Charlie had been driving for three days averaging four to five hours during the height of the day choosing to conserve his fuel and energy and focusing his efforts on those times when the slowly dying sun was able to muster the brilliant pinks and oranges that had become associated with the heat of the day. It was a lie of course, there was no heat anymore, only a cold frozen existence overshadowed by a brilliant sky perpetuating the illusion of some long forgotten time when sunsets were more than just the deepening ink of night. His family and a number of others from the upper Midwest had banded together and survived the hundred year snows managing to maintain a semblance of order and structure to their lives. Of course they were not alone, many of the major suburban areas had died away unable to sustain themselves, but there were communities scattered across what had been the United States that had heeded the warnings, had made the preparations, and continued to thrive. In fact in another two days he would reach the community that had grown up outside of what had been New York City.
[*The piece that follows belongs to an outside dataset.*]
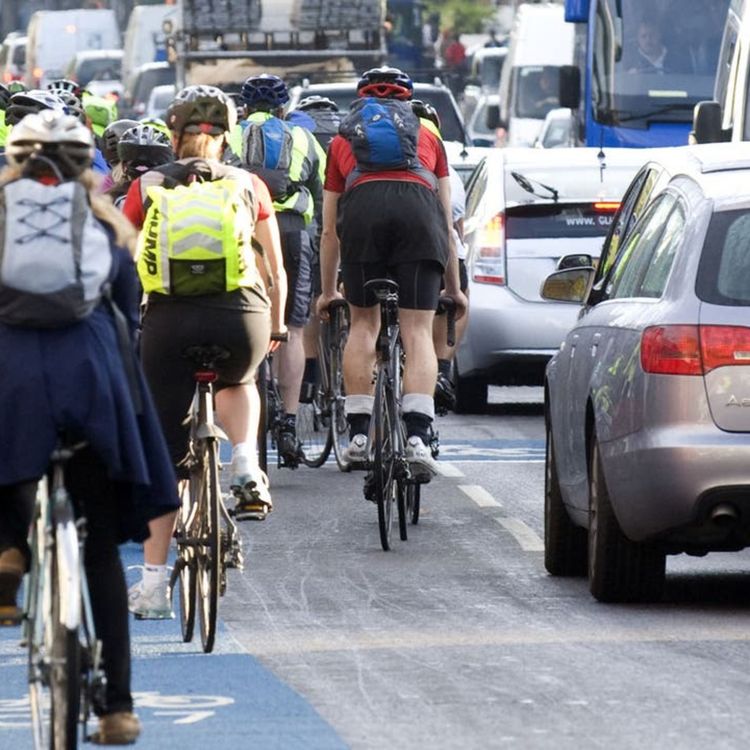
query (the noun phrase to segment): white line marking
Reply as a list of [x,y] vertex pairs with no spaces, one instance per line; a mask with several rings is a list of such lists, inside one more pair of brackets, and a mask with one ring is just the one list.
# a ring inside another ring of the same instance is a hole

The thirty or so remaining communities had learned to trade and support each other in a loose barter system that had developed based on mutual need. Sure there had been years of strife, anarchy, roving bands of “pirates” but the ever increasing cold and deterioration of stockpiled supplies had finally led to their extinction. It was a group outside Atlanta that had brought the satellites back online syphoning power from the nuclear power plants in that area and using scavenged technology from what had been a digital news provider, CNN for short although the acronym didn’t seem to fit. As much as anything else the ability to communicate had saved humanity in North America, similar stories and loose networks had sprung up around the globe, but the physical distance between them had precluded any significant interaction, in a real sense mankind had returned to the age before transoceanic travel. With the exception of those communities scattered around the equatorial line everyone endured a perpetual winter punctuated by a brief thaw in what had been the summer months, only the most southern communities still had access to running water and the shrinking bounty of the sea. Of course none of this had anything to do with Charlie’s current run.
In the Midwest, they still harvested huge crops from the ice caverns that had been converted to thermally heated greenhouses producing crops year round. The crops were flash frozen and traded across all the communities, this load was headed to the Northeast in exchange for a load of iron. In the past two decades that community had finally mined deep enough to begin exposing the superstructures of the Manhattan skyline and what for all intents and purposes was an endless supply of “raw” materials. Finding one of the many rest points carved along the side the ice highway reminiscent of the twentieth century rest areas Charlie pulls over. He doesn’t have a frame of reference for the traditional rest area, but each community works together to maintain these areas for the drivers that keep them connected. Activating the heating element in his body suit, he steps out into the darkening twilight, the shimmering crystals of the night sky sprayed above him never cease to take his breath away. He sets the snow brakes on the long haulers and checks the tie downs, there wasn’t much snow anymore any moisture produced in the temperate zones rarely made it this far north, but the winds still blew incessantly and would topple a load not properly set.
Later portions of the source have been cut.